It is my great honour and privilege to have been invited to speak at this event launching the book series of the ‘Historical Origins of International Criminal Law’. I would like to thank the Centre for International Law Research and Policy (‘CILRAP’) for this research project and for hosting this event. This is the largest research project on international criminal law to date, with more than 3,300 pages in four volumes, involving 83 chapters and 103 authors from around the world. It must have been an exceptionally demanding project to manage while maintaining the highest quality in every respect. CILRAP has made a substantial contribution to the international legal community by shedding light on the complete historical context of the origins of international criminal law. I offer my congratulations.

Through the contributions of the many talented authors, this book series has demonstrated that international criminal law not only originated from Europe and Western legal philosophies, but also from other great and historical cultures with rich legal traditions, such as China, Japan, Korea, India and Turkey. For example, the book series highlights that the roots of superior responsibility go back nearly 2,300 years to about 340 BC during the Warring States period in China.  During this period, an ancient book on warfare stated that a superior’s criminal responsibility should be equal to that of his subordinates who committed the crime; a principle recognised in many domestic and international jurisdictions today. It is from these historical roots in ancient China that we can understand the evolution of the superior responsibility doctrine in contemporary international criminal law.

It is not just the analysis of China’s contributions to international legal development that make the book series so unique, but also its inclusion of contributions from other prominent cultures and areas of the world. During the Istanbul Trials, related to the 1915 deportation and massacre of the Armenian population in Turkey, the wording used in the first trial and subsequent trials against cabinet ministers discussed an element of superior responsibility, namely that a superior could be held criminally responsible for not preventing crimes committed by subordinates after having become aware of them. Today, this has become a key part of superior responsibility jurisprudence in the International Tribunals for ex-Yugoslavia and Rwanda. Additionally, the language used in a number of verdicts of the Istanbul Trials with respect to massacres, extermination or annihilation of a civilian population refers to Armenian Christians as a religious group and the term “premeditation” in carrying out those horrific acts.  This type of wording has been echoed in the 1948 Genocide Convention, as well as in the Statutes of the ICTY, ICTR and the International Criminal Court. The significance of these contributions to the debate and development of international criminal law cannot be overstated, but it was not until the book series discussed and analysed them at length that such contributions were given proper weight in the historical context of international criminal law.

These are just a few examples of historical contributions to international criminal law made by non-Western states that are discussed in the book series. By recognizing the historical significance that these states have had in the development of international criminal law, the book series has allowed for a more inclusive and global perspective of the law to be realized.  In turn, I hope that this will create more cohesion and consistency amongst all states in the understanding, development, and practice of international criminal law.

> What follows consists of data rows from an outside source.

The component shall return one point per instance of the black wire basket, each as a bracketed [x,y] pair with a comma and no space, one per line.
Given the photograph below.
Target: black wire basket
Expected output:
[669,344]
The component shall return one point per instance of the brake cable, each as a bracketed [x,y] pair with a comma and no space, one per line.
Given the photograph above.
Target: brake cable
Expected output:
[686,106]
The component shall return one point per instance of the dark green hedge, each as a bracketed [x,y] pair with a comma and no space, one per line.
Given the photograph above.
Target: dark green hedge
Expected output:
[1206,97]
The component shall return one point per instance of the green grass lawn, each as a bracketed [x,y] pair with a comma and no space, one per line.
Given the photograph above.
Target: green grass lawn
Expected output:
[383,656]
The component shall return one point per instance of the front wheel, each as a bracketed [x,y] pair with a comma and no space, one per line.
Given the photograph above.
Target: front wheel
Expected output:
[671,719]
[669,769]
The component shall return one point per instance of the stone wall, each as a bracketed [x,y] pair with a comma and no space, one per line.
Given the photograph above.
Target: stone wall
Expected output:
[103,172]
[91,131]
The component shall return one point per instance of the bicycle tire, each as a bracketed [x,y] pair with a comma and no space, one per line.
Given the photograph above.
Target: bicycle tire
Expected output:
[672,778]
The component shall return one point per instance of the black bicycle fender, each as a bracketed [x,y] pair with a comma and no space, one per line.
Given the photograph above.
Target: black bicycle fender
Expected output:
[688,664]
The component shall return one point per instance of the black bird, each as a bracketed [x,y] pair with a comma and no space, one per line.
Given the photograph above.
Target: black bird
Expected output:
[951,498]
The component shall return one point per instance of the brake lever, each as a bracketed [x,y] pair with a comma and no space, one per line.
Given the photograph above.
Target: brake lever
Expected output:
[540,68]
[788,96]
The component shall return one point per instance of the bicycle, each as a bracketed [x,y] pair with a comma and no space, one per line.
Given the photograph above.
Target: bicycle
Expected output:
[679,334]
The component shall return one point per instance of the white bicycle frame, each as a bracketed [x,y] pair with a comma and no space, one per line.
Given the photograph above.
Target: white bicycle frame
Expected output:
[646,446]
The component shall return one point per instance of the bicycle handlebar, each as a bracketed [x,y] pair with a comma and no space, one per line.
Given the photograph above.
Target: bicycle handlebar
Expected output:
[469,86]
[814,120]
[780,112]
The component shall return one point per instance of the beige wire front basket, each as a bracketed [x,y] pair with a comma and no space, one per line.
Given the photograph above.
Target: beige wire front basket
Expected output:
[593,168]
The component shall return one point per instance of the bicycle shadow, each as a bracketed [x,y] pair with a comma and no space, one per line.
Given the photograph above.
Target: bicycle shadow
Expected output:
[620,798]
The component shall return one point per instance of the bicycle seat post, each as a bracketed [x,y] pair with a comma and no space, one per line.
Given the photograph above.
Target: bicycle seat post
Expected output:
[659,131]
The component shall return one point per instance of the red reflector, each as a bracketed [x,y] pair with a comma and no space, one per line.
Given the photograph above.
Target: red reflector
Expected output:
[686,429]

Confucius once said: “Study the past if you would define the future”. This lesson is especially important in defining the future of something with as high stakes as international criminal law, where we try to bring the perpetrators of the most heinous crimes to justice. The book series finally provides us the complete history and greater context to study and tackle new issues in international criminal law in the hope of helping define its future. I look forward to its inevitable impact on our understanding of the law.